President Donald Trump said on Thursday that as a solution to the opioid epidemic there should be a death penalty for drug dealers.
“We have pushers and drugs dealers, they are killing hundreds and hundreds of people,” Trump said at a White House summit on opioid abuse. “If you shoot one person, they give you life, they give you the death penalty. These people can kill 2,000, 3,000 people and nothing happens to them.”
He further stated that other countries that have imposed the death penalty on drug dealers have a better success in fighting substance abuse than the United States.
“Some countries have a very, very tough penalty — the ultimate penalty — and by the way, they have much less of a drug problem than we do,” he said.
This comes after Axios reported earlier this week that Trump has privately praised countries like Singapore that mandate the death penalty for drug traffickers, arguing a softer approach to substance abuse won’t be successful. His remarks will probably sparkle a wave of criticism from those who are demanding that the White House needs to focus on the public health component of the opioid crisis.

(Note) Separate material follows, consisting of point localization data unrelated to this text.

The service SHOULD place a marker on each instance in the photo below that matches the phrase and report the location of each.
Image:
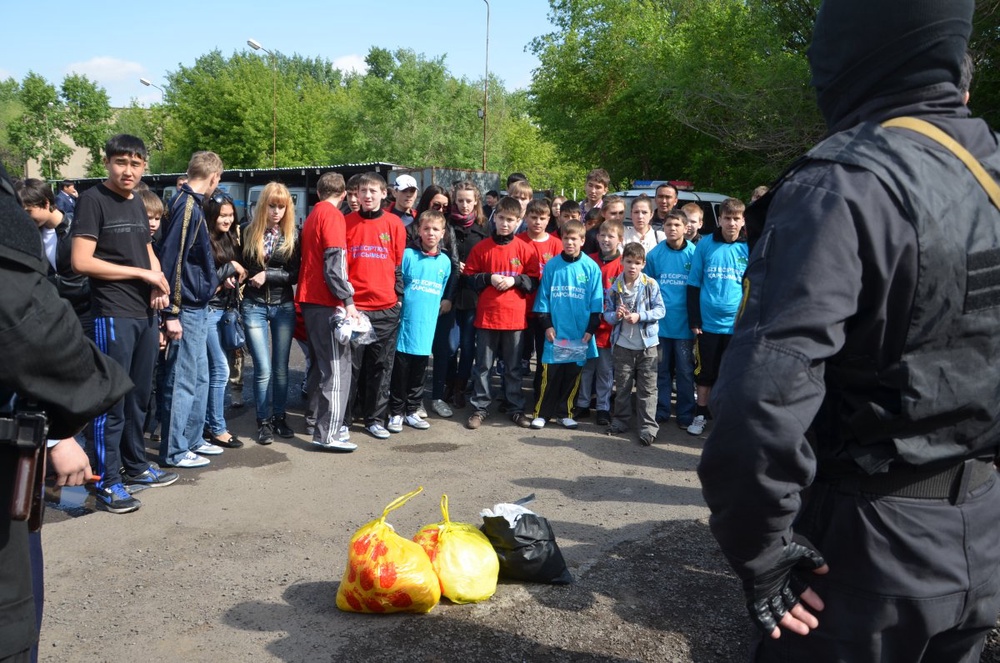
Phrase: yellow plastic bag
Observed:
(463, 558)
(387, 573)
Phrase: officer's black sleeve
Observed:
(46, 356)
(805, 280)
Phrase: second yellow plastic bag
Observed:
(463, 558)
(387, 573)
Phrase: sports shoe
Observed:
(521, 419)
(115, 499)
(441, 408)
(280, 427)
(191, 459)
(697, 426)
(342, 446)
(415, 421)
(153, 477)
(265, 434)
(208, 449)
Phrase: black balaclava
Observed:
(863, 49)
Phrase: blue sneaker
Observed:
(153, 477)
(115, 499)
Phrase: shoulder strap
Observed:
(935, 134)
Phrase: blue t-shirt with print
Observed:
(670, 267)
(424, 277)
(569, 293)
(717, 268)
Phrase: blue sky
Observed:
(147, 40)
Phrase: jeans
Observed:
(443, 350)
(218, 375)
(269, 330)
(461, 366)
(676, 355)
(185, 396)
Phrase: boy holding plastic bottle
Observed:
(569, 306)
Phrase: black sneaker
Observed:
(281, 428)
(153, 477)
(115, 499)
(265, 435)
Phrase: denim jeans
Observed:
(461, 364)
(269, 330)
(676, 355)
(185, 397)
(218, 375)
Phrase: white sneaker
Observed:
(190, 459)
(697, 426)
(441, 408)
(414, 421)
(209, 449)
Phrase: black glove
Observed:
(776, 591)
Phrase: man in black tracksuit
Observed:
(857, 412)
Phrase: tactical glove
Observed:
(776, 591)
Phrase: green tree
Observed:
(35, 133)
(86, 118)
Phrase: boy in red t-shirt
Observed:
(323, 286)
(503, 270)
(546, 247)
(376, 240)
(602, 369)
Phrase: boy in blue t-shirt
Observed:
(569, 305)
(669, 263)
(715, 290)
(425, 272)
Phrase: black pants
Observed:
(116, 439)
(557, 391)
(407, 385)
(370, 400)
(910, 579)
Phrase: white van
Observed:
(299, 202)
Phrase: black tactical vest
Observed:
(941, 400)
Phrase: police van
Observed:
(709, 202)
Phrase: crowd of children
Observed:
(379, 288)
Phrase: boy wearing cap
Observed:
(406, 199)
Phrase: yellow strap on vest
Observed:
(935, 134)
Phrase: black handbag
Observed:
(232, 335)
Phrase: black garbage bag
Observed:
(527, 551)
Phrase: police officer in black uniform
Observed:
(44, 359)
(857, 413)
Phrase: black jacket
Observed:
(282, 275)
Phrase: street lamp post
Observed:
(486, 80)
(149, 83)
(255, 45)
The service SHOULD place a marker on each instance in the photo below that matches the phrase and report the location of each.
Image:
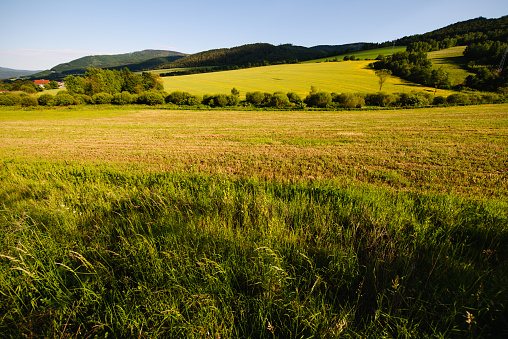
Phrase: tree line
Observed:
(253, 100)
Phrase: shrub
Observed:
(183, 98)
(9, 99)
(46, 100)
(28, 89)
(102, 98)
(319, 99)
(29, 101)
(439, 100)
(350, 100)
(380, 99)
(123, 98)
(151, 98)
(457, 99)
(81, 99)
(294, 98)
(413, 99)
(255, 98)
(279, 99)
(64, 99)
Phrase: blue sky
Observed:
(41, 34)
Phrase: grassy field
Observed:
(370, 54)
(339, 77)
(156, 224)
(452, 60)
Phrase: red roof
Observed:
(41, 82)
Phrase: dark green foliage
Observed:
(64, 99)
(151, 81)
(279, 100)
(114, 61)
(294, 98)
(151, 98)
(258, 55)
(255, 98)
(319, 99)
(350, 100)
(458, 99)
(220, 100)
(82, 99)
(9, 99)
(102, 98)
(182, 98)
(45, 99)
(416, 67)
(29, 101)
(28, 89)
(380, 99)
(123, 98)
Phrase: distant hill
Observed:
(259, 53)
(7, 73)
(112, 61)
(465, 32)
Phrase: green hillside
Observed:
(259, 54)
(369, 54)
(339, 77)
(110, 61)
(452, 60)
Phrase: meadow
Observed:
(338, 77)
(452, 61)
(152, 223)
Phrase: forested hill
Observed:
(115, 61)
(258, 54)
(463, 33)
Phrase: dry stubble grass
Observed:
(458, 149)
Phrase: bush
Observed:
(413, 99)
(458, 99)
(81, 99)
(151, 98)
(46, 100)
(279, 99)
(380, 99)
(9, 99)
(294, 98)
(123, 98)
(319, 99)
(255, 98)
(28, 89)
(220, 100)
(102, 98)
(350, 100)
(183, 98)
(29, 101)
(64, 99)
(439, 100)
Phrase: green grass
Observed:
(370, 54)
(453, 61)
(157, 224)
(339, 77)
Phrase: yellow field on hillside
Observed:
(453, 61)
(339, 77)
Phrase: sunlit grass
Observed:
(338, 77)
(169, 224)
(452, 60)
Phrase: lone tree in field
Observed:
(383, 74)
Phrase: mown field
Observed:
(155, 223)
(338, 77)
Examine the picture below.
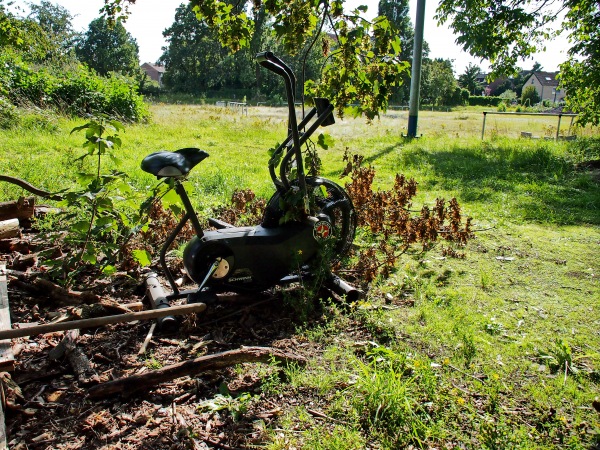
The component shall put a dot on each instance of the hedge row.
(75, 91)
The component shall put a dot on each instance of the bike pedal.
(207, 297)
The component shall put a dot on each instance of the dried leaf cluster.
(395, 227)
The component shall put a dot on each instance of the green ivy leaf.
(142, 257)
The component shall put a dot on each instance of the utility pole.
(415, 78)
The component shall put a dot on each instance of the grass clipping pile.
(55, 397)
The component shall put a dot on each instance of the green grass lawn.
(497, 350)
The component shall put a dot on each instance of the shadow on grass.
(528, 181)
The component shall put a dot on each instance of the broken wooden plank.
(217, 361)
(9, 228)
(7, 359)
(101, 321)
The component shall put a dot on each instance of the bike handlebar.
(271, 62)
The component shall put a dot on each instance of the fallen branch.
(218, 361)
(9, 228)
(101, 321)
(30, 188)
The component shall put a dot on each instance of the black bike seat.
(173, 164)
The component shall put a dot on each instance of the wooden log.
(24, 208)
(78, 360)
(9, 228)
(15, 245)
(30, 188)
(217, 361)
(101, 321)
(7, 358)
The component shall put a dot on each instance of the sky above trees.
(150, 18)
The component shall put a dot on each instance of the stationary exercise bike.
(306, 220)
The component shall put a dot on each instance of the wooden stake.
(147, 340)
(100, 321)
(218, 361)
(7, 359)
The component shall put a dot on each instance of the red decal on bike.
(322, 230)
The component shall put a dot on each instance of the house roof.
(158, 68)
(547, 78)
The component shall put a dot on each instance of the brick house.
(546, 85)
(154, 71)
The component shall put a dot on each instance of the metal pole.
(483, 127)
(415, 78)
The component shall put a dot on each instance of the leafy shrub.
(9, 116)
(77, 91)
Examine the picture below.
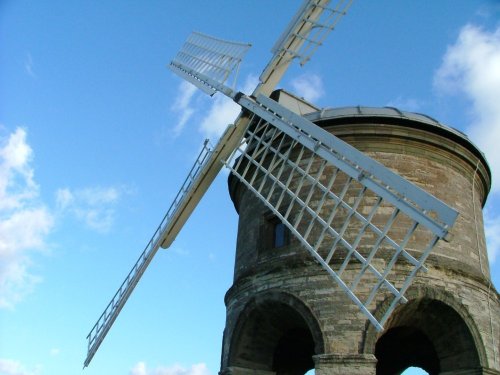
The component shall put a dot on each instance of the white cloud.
(197, 369)
(224, 111)
(11, 367)
(182, 105)
(472, 66)
(308, 86)
(24, 222)
(95, 206)
(405, 104)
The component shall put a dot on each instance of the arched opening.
(414, 371)
(402, 347)
(428, 334)
(277, 336)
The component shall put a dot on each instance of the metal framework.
(212, 57)
(358, 219)
(108, 316)
(347, 210)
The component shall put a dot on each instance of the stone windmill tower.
(284, 314)
(338, 209)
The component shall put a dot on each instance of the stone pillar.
(282, 304)
(341, 364)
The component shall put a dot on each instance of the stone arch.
(432, 331)
(276, 332)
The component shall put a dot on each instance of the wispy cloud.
(308, 86)
(405, 104)
(94, 206)
(471, 66)
(24, 222)
(28, 65)
(182, 106)
(197, 369)
(12, 367)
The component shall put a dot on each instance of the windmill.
(269, 146)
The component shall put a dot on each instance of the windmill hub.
(280, 294)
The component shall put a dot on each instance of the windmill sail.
(344, 207)
(267, 143)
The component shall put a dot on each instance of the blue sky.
(96, 136)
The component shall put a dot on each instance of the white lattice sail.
(358, 219)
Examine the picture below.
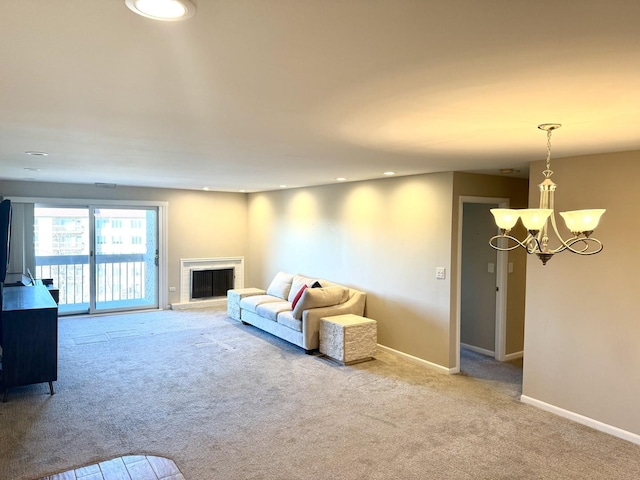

Meanwhile, the president did not mention any type of health approaches including providing additional funding for treatment.
“It makes us all very nervous that the U.S. could move back to a penal-first approach,” said Andrew Kessler, who is the head of Slingshot Solutions, a consulting firm specializing in behavioral health policy that advocates for substance abuse treatment and prevention. “I have no love for high-level traffickers or cartels, but a very high percentage of people who sell drugs do it to support their own habit.”
Kessler also added that the government would have better results if it starts treating people for addiction instead of imprisoning them.
“We have done the experiment with extreme mass incarceration to shrink the drug market and it failed. Between 1980 and today, the number of drug dealers behind bars has gone up by a factor of 30 and the prices of heroin and cocaine have fallen more than 90 percent. So the problem with putting drug dealers in prison is there is another drug dealer in there to take his place,” said Mark Kleiman, who leads the crime and justice program at New York University’s Marron Institute of Urban Management.
He further added that it was also unclear whether harsh sentences for drug dealers lower the level of drug use in a country. While Singapore “has done a pretty good job of reducing drug consumption, countries like the Philippines, Thailand, and Malaysia still have huge drug problems.”
According to Politico, former Democratic Representative Patrick Kennedy, who is a member of the president’s White House Commission on Opioids, and was not invited to the summit, said that Trump should use the bully pulpit to promote an “orchestrated solution across many departments of government.”
“There is a certain easiness about talking tough when in fact we have been talking tough for years and it hasn’t gotten us anywhere,” Kennedy stated.